Roy is the chief sponsor of the legislation in the House, joined by Sen. Mike Lee, R-Utah, in the Senate.
"I'm announcing that we are bringing Chip's bill, the SAVE America Act, to the House floor next week," Scalise said in an interview on the John Solomon Reports podcast. "So it's on the floor, and everybody's got to pick a side: do you want to make sure that only American citizens vote in elections and that you have to show an ID to vote?
"You can't get into a bar, you can't get on an airplane without an ID and if we want to make sure the franchise of America's democracy is in place, let's do this as well," Scalise added.

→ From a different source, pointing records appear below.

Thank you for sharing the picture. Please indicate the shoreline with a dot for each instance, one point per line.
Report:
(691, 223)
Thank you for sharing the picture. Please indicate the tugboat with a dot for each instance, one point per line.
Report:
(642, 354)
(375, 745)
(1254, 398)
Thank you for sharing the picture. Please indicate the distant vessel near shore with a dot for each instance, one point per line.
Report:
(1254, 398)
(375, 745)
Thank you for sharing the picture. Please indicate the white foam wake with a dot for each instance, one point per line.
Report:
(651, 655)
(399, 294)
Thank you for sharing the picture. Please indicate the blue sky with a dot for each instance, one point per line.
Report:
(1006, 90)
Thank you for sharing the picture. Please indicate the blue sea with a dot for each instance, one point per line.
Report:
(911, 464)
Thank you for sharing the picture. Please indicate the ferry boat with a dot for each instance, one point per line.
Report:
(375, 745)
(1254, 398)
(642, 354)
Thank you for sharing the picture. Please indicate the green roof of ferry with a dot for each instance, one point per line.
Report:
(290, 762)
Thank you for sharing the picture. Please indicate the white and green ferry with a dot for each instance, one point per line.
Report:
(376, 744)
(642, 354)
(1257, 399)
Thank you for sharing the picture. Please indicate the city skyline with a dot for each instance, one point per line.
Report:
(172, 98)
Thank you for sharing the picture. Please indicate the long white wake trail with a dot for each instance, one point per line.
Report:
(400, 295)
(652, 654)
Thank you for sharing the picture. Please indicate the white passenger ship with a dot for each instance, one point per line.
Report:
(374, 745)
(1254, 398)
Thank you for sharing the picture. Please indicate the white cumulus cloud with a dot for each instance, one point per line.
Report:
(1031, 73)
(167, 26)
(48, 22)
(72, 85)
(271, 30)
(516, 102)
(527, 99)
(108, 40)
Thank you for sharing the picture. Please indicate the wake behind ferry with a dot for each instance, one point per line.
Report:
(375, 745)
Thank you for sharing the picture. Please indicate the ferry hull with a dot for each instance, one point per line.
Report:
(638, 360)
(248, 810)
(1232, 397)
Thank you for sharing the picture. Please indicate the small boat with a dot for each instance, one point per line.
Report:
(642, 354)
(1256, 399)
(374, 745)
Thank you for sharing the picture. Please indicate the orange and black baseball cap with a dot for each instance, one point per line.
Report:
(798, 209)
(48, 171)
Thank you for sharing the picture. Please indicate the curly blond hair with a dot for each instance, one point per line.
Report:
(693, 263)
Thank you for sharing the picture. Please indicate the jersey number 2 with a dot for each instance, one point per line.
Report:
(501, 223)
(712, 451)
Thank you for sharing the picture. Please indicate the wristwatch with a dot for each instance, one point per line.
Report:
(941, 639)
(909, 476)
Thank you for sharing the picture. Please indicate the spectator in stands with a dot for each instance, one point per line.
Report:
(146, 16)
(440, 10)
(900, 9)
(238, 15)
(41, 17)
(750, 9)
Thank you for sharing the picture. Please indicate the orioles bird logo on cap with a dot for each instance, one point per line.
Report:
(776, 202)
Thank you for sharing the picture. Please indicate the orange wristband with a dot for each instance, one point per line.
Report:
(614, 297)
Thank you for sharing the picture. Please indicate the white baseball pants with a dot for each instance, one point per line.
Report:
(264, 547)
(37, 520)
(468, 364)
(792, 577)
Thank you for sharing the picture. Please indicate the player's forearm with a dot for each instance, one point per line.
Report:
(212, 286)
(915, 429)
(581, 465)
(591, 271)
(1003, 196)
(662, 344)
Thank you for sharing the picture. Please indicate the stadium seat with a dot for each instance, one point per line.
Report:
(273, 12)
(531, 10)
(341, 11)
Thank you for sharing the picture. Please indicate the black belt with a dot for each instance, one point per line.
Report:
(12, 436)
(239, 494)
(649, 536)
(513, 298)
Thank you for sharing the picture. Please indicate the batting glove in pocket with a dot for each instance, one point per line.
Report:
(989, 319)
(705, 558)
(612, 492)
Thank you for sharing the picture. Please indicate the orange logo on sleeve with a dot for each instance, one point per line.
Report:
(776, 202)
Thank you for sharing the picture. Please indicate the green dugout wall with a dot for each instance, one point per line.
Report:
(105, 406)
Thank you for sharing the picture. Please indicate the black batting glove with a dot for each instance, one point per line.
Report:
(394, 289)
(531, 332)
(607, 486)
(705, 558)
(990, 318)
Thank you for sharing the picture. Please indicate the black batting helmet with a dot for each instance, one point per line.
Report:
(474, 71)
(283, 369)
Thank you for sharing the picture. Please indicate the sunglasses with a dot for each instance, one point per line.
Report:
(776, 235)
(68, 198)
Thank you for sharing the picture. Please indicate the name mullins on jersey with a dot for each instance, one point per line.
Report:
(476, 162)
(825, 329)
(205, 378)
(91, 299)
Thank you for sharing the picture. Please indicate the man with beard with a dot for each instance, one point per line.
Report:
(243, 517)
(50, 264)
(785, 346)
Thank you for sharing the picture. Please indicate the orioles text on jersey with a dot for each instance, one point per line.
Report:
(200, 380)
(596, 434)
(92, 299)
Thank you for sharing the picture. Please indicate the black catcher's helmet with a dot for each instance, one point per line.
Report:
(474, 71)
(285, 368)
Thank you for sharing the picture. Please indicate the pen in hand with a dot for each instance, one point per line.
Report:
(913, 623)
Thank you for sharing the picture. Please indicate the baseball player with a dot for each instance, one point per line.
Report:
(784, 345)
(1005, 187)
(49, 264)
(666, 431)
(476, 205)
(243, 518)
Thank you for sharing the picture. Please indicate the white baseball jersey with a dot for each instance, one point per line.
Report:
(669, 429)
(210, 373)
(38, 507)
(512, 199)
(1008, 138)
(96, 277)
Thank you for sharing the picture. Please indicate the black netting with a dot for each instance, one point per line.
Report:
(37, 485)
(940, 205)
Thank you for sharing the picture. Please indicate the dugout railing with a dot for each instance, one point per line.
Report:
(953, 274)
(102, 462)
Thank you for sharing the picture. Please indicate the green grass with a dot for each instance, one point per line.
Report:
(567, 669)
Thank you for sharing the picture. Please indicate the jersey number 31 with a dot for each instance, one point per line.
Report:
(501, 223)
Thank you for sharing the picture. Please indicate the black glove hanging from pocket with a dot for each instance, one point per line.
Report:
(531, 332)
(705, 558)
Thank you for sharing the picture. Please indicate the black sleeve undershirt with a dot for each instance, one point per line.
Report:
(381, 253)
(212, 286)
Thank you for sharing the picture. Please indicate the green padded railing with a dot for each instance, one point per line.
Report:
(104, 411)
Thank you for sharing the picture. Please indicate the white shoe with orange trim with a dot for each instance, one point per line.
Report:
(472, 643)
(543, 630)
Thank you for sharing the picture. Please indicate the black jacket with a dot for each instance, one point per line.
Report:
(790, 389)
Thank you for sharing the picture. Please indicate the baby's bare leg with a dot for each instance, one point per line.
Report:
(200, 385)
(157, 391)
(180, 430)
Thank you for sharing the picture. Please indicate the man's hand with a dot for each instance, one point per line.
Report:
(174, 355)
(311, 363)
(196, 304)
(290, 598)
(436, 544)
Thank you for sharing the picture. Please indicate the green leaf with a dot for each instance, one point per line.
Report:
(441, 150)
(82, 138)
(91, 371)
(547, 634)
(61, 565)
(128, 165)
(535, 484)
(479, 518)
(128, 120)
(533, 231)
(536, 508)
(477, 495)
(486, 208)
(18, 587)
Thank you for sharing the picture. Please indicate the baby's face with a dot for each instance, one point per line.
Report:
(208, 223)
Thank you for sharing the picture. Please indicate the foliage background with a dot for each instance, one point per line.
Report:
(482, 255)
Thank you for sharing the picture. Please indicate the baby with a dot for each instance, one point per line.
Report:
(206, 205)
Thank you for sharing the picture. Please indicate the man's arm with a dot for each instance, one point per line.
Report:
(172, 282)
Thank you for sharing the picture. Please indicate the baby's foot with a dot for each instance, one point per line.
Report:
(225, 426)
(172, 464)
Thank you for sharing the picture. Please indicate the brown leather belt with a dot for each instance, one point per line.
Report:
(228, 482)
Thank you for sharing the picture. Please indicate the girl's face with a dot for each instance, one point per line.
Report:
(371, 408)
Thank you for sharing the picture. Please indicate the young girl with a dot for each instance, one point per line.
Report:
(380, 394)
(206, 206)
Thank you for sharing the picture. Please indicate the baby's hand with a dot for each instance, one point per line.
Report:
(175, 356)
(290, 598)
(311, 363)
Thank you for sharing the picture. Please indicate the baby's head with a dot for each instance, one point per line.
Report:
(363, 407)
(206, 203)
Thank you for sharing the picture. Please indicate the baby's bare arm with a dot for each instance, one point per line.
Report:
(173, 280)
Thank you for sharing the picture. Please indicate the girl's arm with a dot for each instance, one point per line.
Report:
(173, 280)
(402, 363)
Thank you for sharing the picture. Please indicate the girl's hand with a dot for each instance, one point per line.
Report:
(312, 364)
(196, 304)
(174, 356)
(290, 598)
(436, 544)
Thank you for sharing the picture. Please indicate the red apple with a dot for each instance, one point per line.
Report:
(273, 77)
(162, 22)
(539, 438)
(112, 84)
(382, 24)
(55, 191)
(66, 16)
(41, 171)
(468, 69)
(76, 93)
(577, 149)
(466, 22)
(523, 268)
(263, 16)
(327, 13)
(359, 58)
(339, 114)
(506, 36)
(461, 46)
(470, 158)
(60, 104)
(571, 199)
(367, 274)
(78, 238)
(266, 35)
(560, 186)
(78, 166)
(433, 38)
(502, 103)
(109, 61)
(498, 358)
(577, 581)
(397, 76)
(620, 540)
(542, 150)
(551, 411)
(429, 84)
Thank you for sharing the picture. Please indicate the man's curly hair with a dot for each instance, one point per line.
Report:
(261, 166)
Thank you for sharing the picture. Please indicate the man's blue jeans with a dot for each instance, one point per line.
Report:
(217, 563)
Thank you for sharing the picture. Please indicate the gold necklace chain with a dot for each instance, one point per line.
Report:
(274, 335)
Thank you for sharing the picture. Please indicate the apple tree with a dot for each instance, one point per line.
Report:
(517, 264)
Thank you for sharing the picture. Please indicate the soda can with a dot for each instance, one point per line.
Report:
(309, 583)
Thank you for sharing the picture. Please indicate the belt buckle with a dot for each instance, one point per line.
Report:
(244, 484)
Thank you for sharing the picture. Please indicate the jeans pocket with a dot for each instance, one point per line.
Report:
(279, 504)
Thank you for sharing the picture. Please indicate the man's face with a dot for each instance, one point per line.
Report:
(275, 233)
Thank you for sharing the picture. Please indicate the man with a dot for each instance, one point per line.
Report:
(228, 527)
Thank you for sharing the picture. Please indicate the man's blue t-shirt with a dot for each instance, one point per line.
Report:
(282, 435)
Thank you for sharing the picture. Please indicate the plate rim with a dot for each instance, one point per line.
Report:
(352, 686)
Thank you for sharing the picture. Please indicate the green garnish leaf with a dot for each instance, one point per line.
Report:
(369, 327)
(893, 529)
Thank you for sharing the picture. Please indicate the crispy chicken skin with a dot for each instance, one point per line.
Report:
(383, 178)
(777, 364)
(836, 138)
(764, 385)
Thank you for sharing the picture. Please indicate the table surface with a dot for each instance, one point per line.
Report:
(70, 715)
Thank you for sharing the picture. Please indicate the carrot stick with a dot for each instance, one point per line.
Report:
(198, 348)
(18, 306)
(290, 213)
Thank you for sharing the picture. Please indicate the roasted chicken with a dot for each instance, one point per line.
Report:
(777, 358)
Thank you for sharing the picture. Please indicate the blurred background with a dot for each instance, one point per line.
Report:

Roy credited Trump for coming up with the new name for the bill and said he expects the president to pressure senators and Democrats in swing states to vote for it.
"Look, everybody wants this," Roy said. "People say, and Democrats are going to say, 'Oh, it's racist.' 'This is Jim Crow.' That's nonsense. You look at the polling. CNN had polling that 80% of people, regardless of skin color, believe that we should have voter ID.
"You got to have real ID to get on a plane. You got to have ID to go to baseball games. You can certainly have an identification to go vote in elections to defend the sovereignty of our country," he added.
Roy called on Senate Leader John Thune to change the filibuster rules in that chamber — making Democrats stand and talk until they tire to keep a filibuster blockade going — to give Republicans a chance to eventually get the legislation passed over Democrat opposition before the 2026 election.
"I just hope, once we move it through the House next week, that leader soon will force a talking filibuster to get us to have a real fight over in the Senate. But right now, our first job is to get it through the House," he said.
The House passed Roy's SAVE Act in April, which would amend the 1993 National Voter Registration Act to ensure states require documentation of a person's U.S. citizenship before registering to vote in federal elections. However, the legislation did not require voters to present photo identification.
Although non-citizens are already prohibited from voting in federal, state, and most local elections, municipalities in California, Maryland and Vermont, and Washington, D.C., allow non-citizens to vote in local elections.